Setalah Caving Tour, kita akan diajak naik turun gunung ke Lapangan Banteng, tempat ini adalah hamparan rumput, pohon, dan tumbuhan jati. Dari sini kita bisa melihat laut pangandaran dari atas gunung, perjalanan berlanjutnya turun gunung (hati-hati terhadap tanah licin), dan akan sampai ke Pasir Putih (jam 11 pagi), pasir yang masih banyak terumbu karangnya, dan airnya juga bersih, kalo mau menyelam, disewa peralatan menyelam Rp 15.000, tapi hati-hati dengan karangnya. Karena kita udah merencanakan pulang sore ini ke bandung, jadi kita mesti menyudahi perjalanan kali ini dengan naik perahu dari pasir putih ke pantai Barat Pangandaran (Rp 5000/orang), minta kepada tukang perahunya untuk liat liat terumbu karang yang ada di laut agak jauh (cantik banget terumbu karang diliat dari perahunya.
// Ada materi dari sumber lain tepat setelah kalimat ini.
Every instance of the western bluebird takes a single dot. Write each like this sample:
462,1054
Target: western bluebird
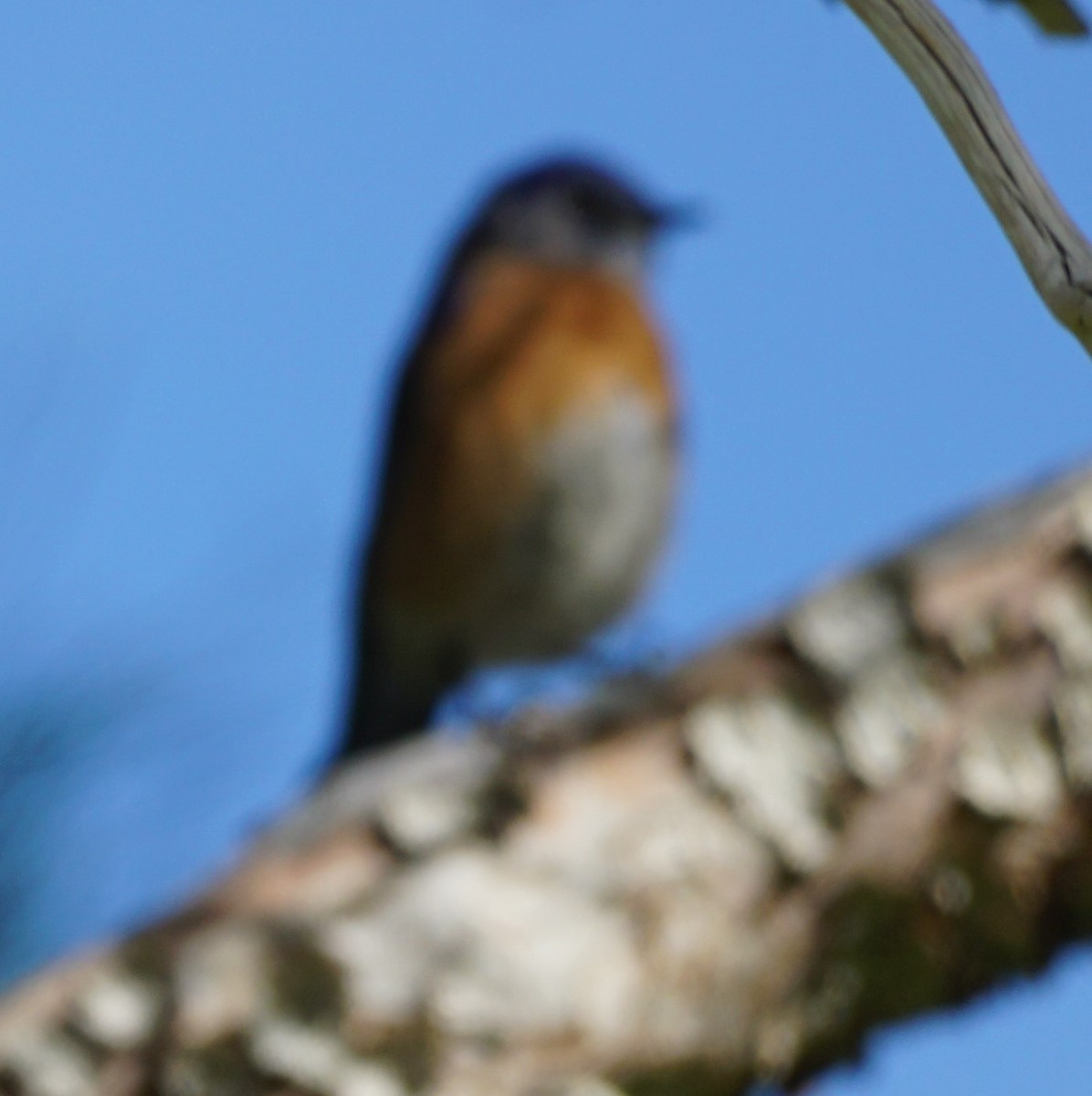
531,453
Sampai di Pangandaran, kita makan dulu, di warung Padang, warung milik rakyat Indonesia. Lumayan murah makan di Pangandaran untuk ukuran Keluarga, tapi untuk ukuran kita, rada mahal sih. Dari pantai pangandaran, kita sengaja gak jalan kaki (padahal gak sanggup lagi) untuk naik becak menyusuri perkampungan dan Pasar Seni dan Wisata Pangandaran sambil berbincang-bincang dengan tukang becak tentang Pangandaran, kita juga akan melihat deretan Café-Café yang siap melayani anda untuk beristirahat. Sampai di Terminal Pangandaran, kita pesan Bus, ada banyak alternatif, mau yang ke Bandung langsung (ada yang jam 2 siang dan 3 siang), ada yang ke Jakarta (Kalideres) naik Bus Merdeka dan Bekasi serta Tangerang (Bus Budiman).

Ok, perjalanan pulang kita akhirnya memakai Bus Budiman yang memakan waktu lebih kurang 6 jam, karena ada macet di daerah Nagrek (tanjakan Nagrek), sampai jam 11.30 di Terminal Cicaheum Bandung, kita udah istitahat di Bus, dan kembali ke kos untuk istirahat hingga besok kembali kepada rutinitas kembali kerja dan kuliah.. si Ridho kembali ke Jakarta, dan saya kembali di Bandung







Saran Penting dan saya jadiin prinsip: Tetaplah Berpetualang selagi Dunia masih Berputar….. :)

7 komentar:

PelintangPulau mengatakan...

wwau..
menarik sekali
salam kenal

Edi Setiawan mengatakan...

mantap bro ceritanya,panjaaaang dan detail. photonya pun bagus-bagus, yahudz deh .... sip.

iman rabinata mengatakan...

idem dah dengan oday......hehehe

salam kenal
iman kalimantan

Aji Jatnika Kumara mengatakan...

wuih mantap nih petualangannya. cuman ber 2 aja ya? waktu itu ngabisin berapa duit bandung-pangandaran PP??
saya juga rencana mau kesana ber 2 an aja soalnya :D

Imam Kristanto mengatakan...

Kalo bus Budiman itu jadwalnya tiap berapa jam ya yang ke Pangandaran dari Cicaheum?

Imam Kristanto mengatakan...

Kalo bus Budiman dari Cicaheum ke Pangandaran jadwalnya tiap berapa jam ya?

Imam Kristanto mengatakan...

Kalo bus Budiman dari Cicaheum ke Pangandaran tiap berapa jam ya?